First we need to create a synthetic division table.
Step 1 : Write down the coefficients of the dividend into division table. Put the zero from $ x -1 = 0 $ ( $ x = \color{blue}{ 1 } $ ) at the left.
$$ \begin{array}{c|rrrrr}\color{blue}{1}&-1&1&-4&0&3\\& & & & & \\ \hline &&&&& \end{array} $$Step 1 : Bring down the leading coefficient to the bottom row.
$$ \begin{array}{c|rrrrr}1&\color{orangered}{ -1 }&1&-4&0&3\\& & & & & \\ \hline &\color{orangered}{-1}&&&& \end{array} $$Step 2 : Multiply by the number on the left, and carry the result into the next column: $ \color{blue}{ 1 } \cdot \color{blue}{ \left( -1 \right) } = \color{blue}{ -1 } $.
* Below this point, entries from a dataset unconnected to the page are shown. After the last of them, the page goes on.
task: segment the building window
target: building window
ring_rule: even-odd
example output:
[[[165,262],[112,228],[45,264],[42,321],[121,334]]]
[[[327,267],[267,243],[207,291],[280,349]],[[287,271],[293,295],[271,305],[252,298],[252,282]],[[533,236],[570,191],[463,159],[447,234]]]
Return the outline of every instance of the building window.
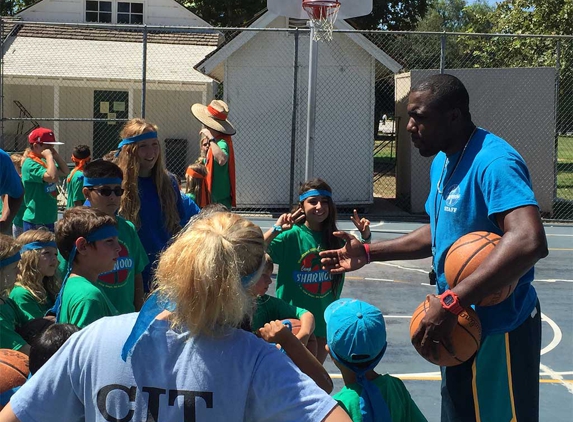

$$ \begin{array}{c|rrrrr}\color{blue}{1}&-1&1&-4&0&3\\& & \color{blue}{-1} & & & \\ \hline &\color{blue}{-1}&&&& \end{array} $$Step 3 : Add down last column: $ \color{orangered}{ 1 } + \color{orangered}{ \left( -1 \right) } = \color{orangered}{ 0 } $
$$ \begin{array}{c|rrrrr}1&-1&\color{orangered}{ 1 }&-4&0&3\\& & \color{orangered}{-1} & & & \\ \hline &-1&\color{orangered}{0}&&& \end{array} $$Step 4 : Multiply by the number on the left, and carry the result into the next column: $ \color{blue}{ 1 } \cdot \color{blue}{ 0 } = \color{blue}{ 0 } $.
$$ \begin{array}{c|rrrrr}\color{blue}{1}&-1&1&-4&0&3\\& & -1& \color{blue}{0} & & \\ \hline &-1&\color{blue}{0}&&& \end{array} $$Step 5 : Add down last column: $ \color{orangered}{ -4 } + \color{orangered}{ 0 } = \color{orangered}{ -4 } $
$$ \begin{array}{c|rrrrr}1&-1&1&\color{orangered}{ -4 }&0&3\\& & -1& \color{orangered}{0} & & \\ \hline &-1&0&\color{orangered}{-4}&& \end{array} $$Step 6 : Multiply by the number on the left, and carry the result into the next column: $ \color{blue}{ 1 } \cdot \color{blue}{ \left( -4 \right) } = \color{blue}{ -4 } $.
$$ \begin{array}{c|rrrrr}\color{blue}{1}&-1&1&-4&0&3\\& & -1& 0& \color{blue}{-4} & \\ \hline &-1&0&\color{blue}{-4}&& \end{array} $$Step 7 : Add down last column: $ \color{orangered}{ 0 } + \color{orangered}{ \left( -4 \right) } = \color{orangered}{ -4 } $
$$ \begin{array}{c|rrrrr}1&-1&1&-4&\color{orangered}{ 0 }&3\\& & -1& 0& \color{orangered}{-4} & \\ \hline &-1&0&-4&\color{orangered}{-4}& \end{array} $$Step 8 : Multiply by the number on the left, and carry the result into the next column: $ \color{blue}{ 1 } \cdot \color{blue}{ \left( -4 \right) } = \color{blue}{ -4 } $.
$$ \begin{array}{c|rrrrr}\color{blue}{1}&-1&1&-4&0&3\\& & -1& 0& -4& \color{blue}{-4} \\ \hline &-1&0&-4&\color{blue}{-4}& \end{array} $$Step 9 : Add down last column: $ \color{orangered}{ 3 } + \color{orangered}{ \left( -4 \right) } = \color{orangered}{ -1 } $
$$ \begin{array}{c|rrrrr}1&-1&1&-4&0&\color{orangered}{ 3 }\\& & -1& 0& -4& \color{orangered}{-4} \\ \hline &\color{blue}{-1}&\color{blue}{0}&\color{blue}{-4}&\color{blue}{-4}&\color{orangered}{-1} \end{array} $$Remainder is the last entry in the bottom row $ \left(\color{red}{ -1 }\right)$.